You might also find yourself a new group of friends to hang out with, join them for a drink and some food after wards, as you and they share the enjoyment of swimming, a lifetime sport.

3 thoughts on “Masters Swimming Basics & Etiquette

  1. Fred,

    This is good stuff, keep it coming. This was a very informative post– I’ve been swimming masters fairly regularly for more than 2 years now and everyone assumes that you arrive on deck knowing all of this, definitely not always the case.

    I mentioned on Wednesday some ideas about posts – I’m sure you have a list but a couple came to mind on rides this week:

    Idea One: “Replacements”:

    Tires. We often let them go to long without replacing. This means a higher likelihood of flats and frankly if it happens to someone else in the group on the hard ride coming up the coast at mile 50 I’m happy for the break while it’s fixed. Still, if we all replaced tires when we should it would keep the pace line moving better. More importantly (and cross my fingers, I’ve never seen this), replacing tires seems like an important safety issue. On Monday I planned a holiday ride up OSM. My front tire was probably okay but I’ve been watching it, a couple nick or two. I had a new tire ready to go but wanted to get going, then thought for a second, do I really want to fly down OSM with a front tire I am not 110% sure of? Any tips on when to replace?

    Idea Two: Pace Lines.

    I think I mentioned that Kyle disciplined all of us last week into a 30 second per rotation pace line starting at the lake and coming all the way home. With 6 of us, we ended up going almost a 0.5 miles an hour faster that I usually do around the lake AND did not feel nearly as whipped as usual. I think the pace line, (1) puts you at the head for as much time but not for as long so you don’t get as fatigued; and (2) forces you to sit back at the end of the pace line, No. 5 or No. 6 is a much easier ride than No. 2, even if you are not the one pushing the pace. Why don’t triathletes do a better job with pace lines? Seems like everyone likens a ride to a race, where there’s no pacing but is that really the right approach?

    Another ride tomorrow, I may have more thoughts.
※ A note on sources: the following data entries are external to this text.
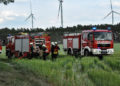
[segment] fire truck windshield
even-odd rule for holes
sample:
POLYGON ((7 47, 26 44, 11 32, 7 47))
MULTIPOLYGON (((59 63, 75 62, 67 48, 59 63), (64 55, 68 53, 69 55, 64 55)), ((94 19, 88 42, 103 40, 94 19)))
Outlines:
POLYGON ((111 32, 94 32, 95 40, 112 40, 111 32))

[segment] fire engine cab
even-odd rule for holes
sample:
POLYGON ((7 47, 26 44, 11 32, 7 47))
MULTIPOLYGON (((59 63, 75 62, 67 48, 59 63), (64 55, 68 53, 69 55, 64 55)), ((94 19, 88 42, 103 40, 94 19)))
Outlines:
POLYGON ((39 47, 39 45, 45 45, 46 46, 46 53, 49 54, 51 50, 51 40, 50 36, 47 33, 39 33, 38 35, 34 36, 34 44, 36 48, 39 47))
POLYGON ((114 53, 111 30, 84 30, 82 33, 64 34, 63 48, 68 54, 84 56, 114 53))

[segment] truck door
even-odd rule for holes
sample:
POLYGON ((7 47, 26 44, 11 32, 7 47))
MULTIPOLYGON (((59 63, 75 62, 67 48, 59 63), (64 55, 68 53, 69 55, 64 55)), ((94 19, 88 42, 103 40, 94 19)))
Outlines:
POLYGON ((91 32, 91 33, 88 34, 88 46, 90 48, 93 48, 93 43, 94 43, 94 41, 93 41, 93 33, 91 32))

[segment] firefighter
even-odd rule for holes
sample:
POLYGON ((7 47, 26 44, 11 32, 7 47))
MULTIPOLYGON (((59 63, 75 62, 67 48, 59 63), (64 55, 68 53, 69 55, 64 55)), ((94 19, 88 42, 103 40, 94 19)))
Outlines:
POLYGON ((33 43, 30 43, 30 50, 31 50, 31 58, 34 56, 34 47, 33 43))
POLYGON ((43 43, 41 42, 40 43, 40 45, 39 45, 39 55, 40 55, 40 57, 42 57, 43 56, 43 43))
POLYGON ((58 46, 58 43, 55 42, 54 52, 53 52, 53 54, 54 54, 54 58, 55 58, 55 59, 56 59, 57 56, 58 56, 58 50, 60 50, 60 48, 59 48, 59 46, 58 46))
POLYGON ((51 43, 51 58, 52 58, 52 60, 54 60, 55 58, 55 56, 54 56, 54 47, 55 47, 55 43, 54 42, 52 42, 51 43))
POLYGON ((46 46, 43 45, 43 46, 42 46, 42 50, 43 50, 43 60, 46 60, 46 56, 47 56, 46 49, 47 49, 46 46))

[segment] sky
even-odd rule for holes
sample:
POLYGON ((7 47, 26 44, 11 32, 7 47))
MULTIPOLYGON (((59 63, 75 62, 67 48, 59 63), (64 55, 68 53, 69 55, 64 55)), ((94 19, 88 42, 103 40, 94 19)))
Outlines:
MULTIPOLYGON (((58 18, 58 0, 31 0, 35 16, 34 27, 60 27, 58 18)), ((111 24, 109 0, 63 0, 64 27, 74 25, 111 24)), ((120 13, 120 0, 113 0, 113 9, 120 13)), ((31 28, 30 0, 15 0, 8 5, 0 4, 0 28, 31 28)), ((120 15, 115 14, 115 24, 120 22, 120 15)))

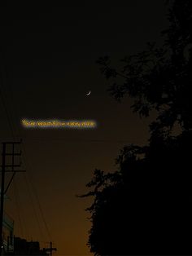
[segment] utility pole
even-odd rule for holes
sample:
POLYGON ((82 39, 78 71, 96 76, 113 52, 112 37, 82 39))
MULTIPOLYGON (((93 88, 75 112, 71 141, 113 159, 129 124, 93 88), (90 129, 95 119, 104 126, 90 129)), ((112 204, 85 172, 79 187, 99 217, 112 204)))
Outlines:
POLYGON ((2 172, 2 185, 1 185, 1 205, 0 205, 0 256, 2 255, 3 252, 3 237, 2 237, 2 227, 3 227, 3 210, 4 210, 4 195, 5 192, 8 190, 13 178, 16 172, 24 172, 25 170, 15 170, 14 167, 20 167, 21 163, 19 165, 15 165, 14 162, 14 157, 15 156, 21 156, 21 152, 19 153, 15 153, 14 152, 14 146, 15 144, 20 144, 20 142, 3 142, 2 143, 2 170, 0 170, 2 172), (7 144, 12 144, 12 152, 7 153, 6 152, 7 144), (7 156, 11 156, 12 161, 11 165, 6 165, 6 157, 7 156), (7 170, 7 167, 10 168, 11 167, 11 170, 8 169, 7 170), (5 175, 6 172, 13 172, 12 177, 8 183, 8 185, 5 190, 5 175))
POLYGON ((57 250, 57 248, 54 248, 52 246, 52 242, 50 242, 50 248, 46 248, 46 252, 50 252, 50 256, 52 256, 52 252, 53 251, 56 251, 57 250))

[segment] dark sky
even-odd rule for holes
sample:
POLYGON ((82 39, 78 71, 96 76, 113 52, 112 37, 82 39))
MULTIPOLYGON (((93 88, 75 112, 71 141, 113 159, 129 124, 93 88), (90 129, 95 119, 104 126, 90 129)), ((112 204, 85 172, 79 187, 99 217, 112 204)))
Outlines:
POLYGON ((11 122, 14 135, 24 139, 27 161, 26 174, 18 174, 15 179, 17 196, 12 186, 6 203, 15 219, 15 233, 43 242, 50 239, 33 190, 31 200, 27 176, 58 248, 55 255, 90 254, 86 246, 90 223, 84 210, 90 201, 75 196, 86 192, 95 168, 116 170, 115 158, 124 145, 146 143, 150 121, 132 113, 130 99, 118 104, 108 95, 110 82, 95 61, 108 55, 116 64, 145 50, 147 42, 160 43, 160 32, 168 26, 164 2, 71 1, 48 7, 32 2, 4 6, 0 12, 4 99, 0 138, 1 142, 13 139, 11 122), (24 117, 91 119, 98 126, 28 130, 20 124, 24 117))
Thanks for all the time you put into this, it’s great.


  2. Well said Fred, straight forward and I think you hit all the points. I feel adequately rebuked on a few points and I appreciate it. Thankfully I haven’t used my paddles lately. I do have a preference for Joe’s bubbles but that’s because I get a good draft, so I need to refrain on that one. Lastly, since all my swims are a part of a double for the day, I will arrive as a swimmer to swim the best I can and any other workout will go unmentioned. You are a great Coach Fred. Everything you say always goes straight to my head and heart! Thank you for taking the time to share all the important details!

    • Rest assured that when I wrote this piece I knew that some of my lane mates and fellow swimmers would think that I was taking shots at them, but that is not the case. I have in the past been guilty of all the things I called triathletes out for EXCEPT swimming the whole set with flippers. I’m proud to say that generally whatever lane I swim in is Flipper Free! For the other tri geek call outs, if you think about why we’re swimming, to become better swimmers and athletes, then I think they make sense and to not take them personally. Thanks for the comment!